About 10 years ago, my boyfriend and I set off for adventure, on a trip through the Himalayan region of South Asia. We didn’t know exactly where we were going—we just had that feeling that there was “something more meaningful out there” and we wanted to find it. We were also new Buddhists, and like many backpackers on the path, we headed straight for Dharamsala, India, to attend teachings by His Holiness the Dalai Lama.
In Dharamsala, we met spiritual seekers from all over the world, including a pair of newlyweds: a talented yoga practitioner named Samantha and her husband, Robert, a newly ordained Zen priest. Having spent years living and practicing zazen (zen meditation) at Tassajara Zen Mountain Center, they too were out traveling the world. They’d just gotten married, and their idea of the perfect honeymoon was to explore the Buddhist pilgrimage sites of India, Nepal and Thailand.
If you’ve done a lot of traveling then you know the kind of magic that can happen when you’re far from home meeting kindred spirits. Friendships form fast, and the conversation is never boring. Our new friends shared their experiences of living at a Zen Buddhist monastery, and my boyfriend and I shared what we’d learned practicing within the Tibetan tradition. For days we attended the teachings, we talked and lingered in Dharamsala cafes, and we took long walks in the Himalayan foothills together.

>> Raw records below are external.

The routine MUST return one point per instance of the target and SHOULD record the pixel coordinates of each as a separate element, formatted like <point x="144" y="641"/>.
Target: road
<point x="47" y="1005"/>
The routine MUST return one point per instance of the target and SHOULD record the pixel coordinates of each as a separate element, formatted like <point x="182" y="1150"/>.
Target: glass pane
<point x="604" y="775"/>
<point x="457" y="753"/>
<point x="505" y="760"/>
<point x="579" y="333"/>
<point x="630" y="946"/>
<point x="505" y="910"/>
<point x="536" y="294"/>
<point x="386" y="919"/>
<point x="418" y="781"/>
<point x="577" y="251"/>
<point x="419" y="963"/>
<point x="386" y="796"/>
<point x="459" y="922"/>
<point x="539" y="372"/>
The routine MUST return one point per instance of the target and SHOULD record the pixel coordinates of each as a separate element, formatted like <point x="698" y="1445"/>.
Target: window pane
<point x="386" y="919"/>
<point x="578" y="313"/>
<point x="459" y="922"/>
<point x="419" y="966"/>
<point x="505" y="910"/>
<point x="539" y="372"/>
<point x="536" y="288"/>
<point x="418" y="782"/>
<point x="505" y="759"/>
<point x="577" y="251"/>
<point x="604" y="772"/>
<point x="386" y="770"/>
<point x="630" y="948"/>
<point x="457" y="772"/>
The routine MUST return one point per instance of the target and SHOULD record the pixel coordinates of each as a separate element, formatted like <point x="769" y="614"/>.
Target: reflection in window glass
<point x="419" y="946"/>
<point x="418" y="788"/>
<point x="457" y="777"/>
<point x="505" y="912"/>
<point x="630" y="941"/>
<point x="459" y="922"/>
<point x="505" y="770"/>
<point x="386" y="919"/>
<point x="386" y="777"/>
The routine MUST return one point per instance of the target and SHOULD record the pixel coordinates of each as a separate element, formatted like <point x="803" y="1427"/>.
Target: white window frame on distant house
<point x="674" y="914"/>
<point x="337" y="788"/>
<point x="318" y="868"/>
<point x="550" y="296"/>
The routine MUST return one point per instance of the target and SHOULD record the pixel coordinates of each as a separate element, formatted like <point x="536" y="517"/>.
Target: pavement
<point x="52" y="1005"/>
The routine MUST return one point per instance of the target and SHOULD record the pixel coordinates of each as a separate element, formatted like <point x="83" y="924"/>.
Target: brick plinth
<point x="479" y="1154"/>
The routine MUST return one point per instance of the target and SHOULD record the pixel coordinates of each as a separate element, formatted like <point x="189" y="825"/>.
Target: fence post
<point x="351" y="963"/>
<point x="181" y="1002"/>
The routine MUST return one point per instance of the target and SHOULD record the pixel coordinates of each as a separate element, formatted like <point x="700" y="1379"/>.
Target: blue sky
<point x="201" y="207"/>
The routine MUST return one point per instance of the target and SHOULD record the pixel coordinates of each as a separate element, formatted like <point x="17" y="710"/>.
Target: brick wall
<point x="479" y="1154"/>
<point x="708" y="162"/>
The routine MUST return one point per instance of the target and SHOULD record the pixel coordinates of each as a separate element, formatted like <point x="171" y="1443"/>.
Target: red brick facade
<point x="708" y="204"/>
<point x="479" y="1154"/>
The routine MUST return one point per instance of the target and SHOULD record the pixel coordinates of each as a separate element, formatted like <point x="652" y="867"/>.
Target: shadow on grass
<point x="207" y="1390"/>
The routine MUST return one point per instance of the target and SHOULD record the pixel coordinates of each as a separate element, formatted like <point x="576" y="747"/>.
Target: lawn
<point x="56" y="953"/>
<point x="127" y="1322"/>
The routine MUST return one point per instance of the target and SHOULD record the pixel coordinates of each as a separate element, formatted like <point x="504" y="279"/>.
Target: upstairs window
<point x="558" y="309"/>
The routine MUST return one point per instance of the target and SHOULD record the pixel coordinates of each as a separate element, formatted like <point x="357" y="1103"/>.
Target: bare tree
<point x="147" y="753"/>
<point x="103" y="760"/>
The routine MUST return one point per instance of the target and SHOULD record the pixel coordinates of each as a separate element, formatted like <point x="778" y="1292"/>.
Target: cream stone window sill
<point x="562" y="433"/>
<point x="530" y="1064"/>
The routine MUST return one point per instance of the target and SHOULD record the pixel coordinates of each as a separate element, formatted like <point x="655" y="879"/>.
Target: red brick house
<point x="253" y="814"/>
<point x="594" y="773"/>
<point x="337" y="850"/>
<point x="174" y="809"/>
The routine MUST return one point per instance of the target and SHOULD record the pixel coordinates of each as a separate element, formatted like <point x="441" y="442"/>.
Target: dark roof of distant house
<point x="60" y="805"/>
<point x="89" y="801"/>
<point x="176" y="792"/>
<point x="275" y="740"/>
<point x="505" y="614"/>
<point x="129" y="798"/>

Eventually Samantha and Robert moved on, continuing their journey through the Buddhist pilgrimage places of Asia. My boyfriend and I set off as well, heading for the Tibetan plateau. Along the way we encountered amazement, frustration, transcendence, suffering and joy and met many like-minded journeyers. But we never forgot the special connection we made in Dharamsala. Then, ten years later, a funny thing happened—Facebook.
It’s hard to say exactly how pilgrimage changes a person, but after a decade there were a few signs.
Robert had begun teaching Buddhist philosophy and meditation and was now the President of the San Francisco Zen Center. Samantha was teaching yoga with a therapeutic focus in the Bay Area, infusing it with her many years of Zen training. My boyfriend, James, had quit his job as an investment broker and started working for a Tibetan monastery in Nepal. (Yes, that really happened.) As for me, well, after studying Buddhism in Nepal for a couple of years, I was so taken by the power of the place that I eventually began organizing yoga tours of Kathmandu’s many sacred sites. Reconnected, we discovered that each of us was still trying to live mindfully and make those teachings and practices that had such a profound effect on our own lives available to others.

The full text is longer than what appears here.